Editorial

Junho / 2009
Odontologia: Dura Realidade

O texto a seguir corresponde a um e-mail enviado por uma colega nossa, com 25 anos de profissão, recebido há poucos dias pelo CRO-RJ

"Prezados Srs.,

De acordo com a matéria de capa da Revista do Conselho Regional de Odontologia do Rio de Janeiro - Ano XXVII - nº 3 - Março de 2009, página 11, lê-se que a ANS tem por finalidade institucional promover a defesa do interesse público na assistência suplementar à saúde, bem como regulamentar as operadoras setoriais, inclusive quanto às suas relações com prestadores e consumidores) (...).

Nós, profissionais, Cirurgiões-Dentistas, temos contratos assinados junto às Operadoras de Planos Privados de Assistência Odontológica, nos quais é previsto reajuste (algumas usam o termo 'ajuste') anual dos honorários profissionais. Porém, estamos há alguns anos sem reajuste dos valores, tendo, inclusive, em alguns casos, redução dos mesmos em determinados procedimentos, quando nossas despesas fixas e variáveis sofrem reajustes, sempre para mais.

É responsabilidade da ANS fiscalizar tal prática, solicitando das operadoras que informem porque não cumprem os contratos?

Face à situação relatada, solicito orientação quanto ao procedimento a ser adotado, no seguinte caso:

Cliente necessita realizar o procedimento Prótese Parcial Removível Provisória com Grampos de Retenção Superior, cujo custo do laboratório de prótese com o qual trabalho há mais de vinte anos, em novembro de 2008, perfazia um total de R$ 188,60 (Cento e Oitenta e Oito Reais e Sessenta Centavos) = plano de cera, montagem, duas 'bocas' de dentes de estoque e dois grampos de aço inox; valor a pagar ao laboratório, sempre às sextas-feiras, no ato da realização do trabalho.
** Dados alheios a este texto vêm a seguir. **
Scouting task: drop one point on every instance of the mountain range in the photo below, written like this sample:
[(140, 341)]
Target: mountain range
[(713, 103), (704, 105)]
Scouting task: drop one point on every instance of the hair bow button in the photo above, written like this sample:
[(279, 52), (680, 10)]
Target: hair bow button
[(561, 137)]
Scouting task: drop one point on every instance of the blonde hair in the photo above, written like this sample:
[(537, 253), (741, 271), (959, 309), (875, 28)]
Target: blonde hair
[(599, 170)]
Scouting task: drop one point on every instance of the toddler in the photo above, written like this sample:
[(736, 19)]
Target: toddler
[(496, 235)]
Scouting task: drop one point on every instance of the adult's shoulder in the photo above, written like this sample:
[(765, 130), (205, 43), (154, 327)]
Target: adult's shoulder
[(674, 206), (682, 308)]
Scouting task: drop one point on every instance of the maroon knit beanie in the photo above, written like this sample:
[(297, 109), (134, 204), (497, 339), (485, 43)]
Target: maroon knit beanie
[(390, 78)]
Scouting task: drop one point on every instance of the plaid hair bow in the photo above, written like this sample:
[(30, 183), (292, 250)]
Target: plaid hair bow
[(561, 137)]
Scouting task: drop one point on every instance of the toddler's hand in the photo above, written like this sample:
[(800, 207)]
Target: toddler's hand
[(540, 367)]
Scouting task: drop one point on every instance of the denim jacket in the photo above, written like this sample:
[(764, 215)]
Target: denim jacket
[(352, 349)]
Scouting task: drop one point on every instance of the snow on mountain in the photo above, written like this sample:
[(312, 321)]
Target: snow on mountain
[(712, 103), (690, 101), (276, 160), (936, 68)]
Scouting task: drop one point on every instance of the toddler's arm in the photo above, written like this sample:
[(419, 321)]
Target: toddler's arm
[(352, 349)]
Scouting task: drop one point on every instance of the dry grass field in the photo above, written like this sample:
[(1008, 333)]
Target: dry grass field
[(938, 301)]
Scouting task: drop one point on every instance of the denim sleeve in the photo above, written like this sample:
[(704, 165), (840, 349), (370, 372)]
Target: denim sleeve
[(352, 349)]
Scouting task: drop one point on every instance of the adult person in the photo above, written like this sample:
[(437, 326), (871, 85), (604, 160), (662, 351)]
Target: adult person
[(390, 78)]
Pela tabela da operadora de planos de saúde, na qual o cliente é beneficiário e eu credenciada, o valor dos honorários que irei receber, quarenta dias após a entrega da fatura (após ter concluído o tratamento e realizado a entrega na data determinada pela operadora), é de R$100,00 (cem reais)!

Contatei a operadora em novembro de 2008 e através da cirurgiã-dentista responsável, fui orientada, agora, em março de 2009, a cobrar a PPR Provisória e também o procedimento reembasamento de prótese removível, para perfazer o valor total a receber de R$ 195,00 (cento e noventa e cinco reais) a fim de dar uma solução para o problema, ou então que eu não o realizasse.

Pergunto: Eticamente está correto cobrar por um procedimento que não será realizado, mesmo tendo autorização para tal?

Está correto o profissional CD ter que cometer um erro (cobrar por um procedimento que não será realizado) para 'compensar' outro erro (o não reajuste anual dos honorários, conforme previsto em contrato)?

Como proceder perante o cliente que tem direito a realizar o procedimento, pois paga mensalmente à operadora para tal e tem reajuste do valor pago anualmente?
É justo o profissional ter que agir errado para 'receber' R$6,40 (Seis Reais e Quarenta Centavos), sendo que não estará 'ganhando' nada, pois, há despesas com materiais odontológicos, despesas fixas, etc.? Na realidade, o profissional continuará 'pagando' para trabalhar.

Há alguma negociação sendo realizada para a efetiva implantação da Tabela VRPO (Valores Referenciais para Procedimentos Odontológicos), na qual o valor do procedimento em questão é de R$ 476,81 (Quatrocentos e Setenta e Seis Reais e Oitenta e Um Centavos)?

Srs. do Conselho: solicito a gentileza de me orientarem quanto às questões suscitadas, bem como, se estiver ao alcance do CRO-RJ, por favor, tomarem providências para que nós, profissionais CDs não tenhamos que continuar passando por tais situações aviltantes.

Estou à disposição para quaisquer esclarecimentos que se façam necessários. Agradeço a atenção".

O texto anterior corresponde a um e-mail enviado por uma colega nossa com 25 anos de profissão e recebido há poucos dias pelo CRO em maio.

Devido ao limitado espaço nesta página, nos pronunciaremos a respeito no próximo CRO-Notícias, embora já tenhamos mantido contato com a colega.